Les représentants de la gauche ne sont pas les seuls à admettre que l'économie et la politique ne sont pas si faciles à séparer - surtout lorsqu'il s'agit d'une puissance mondiale émergente, qui a pris une direction différente de celle que l'Occident espérait. La conception concrète du libre-échange fait également l'objet de critiques. La stratégie chinoise présentée par le conseiller fédéral PLR Ignazio Cassis en début d'année ne va pas assez loin pour beaucoup.

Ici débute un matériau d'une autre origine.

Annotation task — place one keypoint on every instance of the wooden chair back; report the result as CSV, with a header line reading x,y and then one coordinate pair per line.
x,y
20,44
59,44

Le Conseil fédéral doit mener le dialogue
Le Parlement a déjà décidé que les entreprises suisses devaient être mieux protégées contre les rachats étrangers. Avec le début de la session d'automne lundi, toute une série de propositions qui affectent directement les relations de la Suisse avec la Chine seront débattues. À noter que la plupart de ces dernières ont été rédigées par des politicien du pôle conservateur. Plus encore: elle amasseront certainement la majorité.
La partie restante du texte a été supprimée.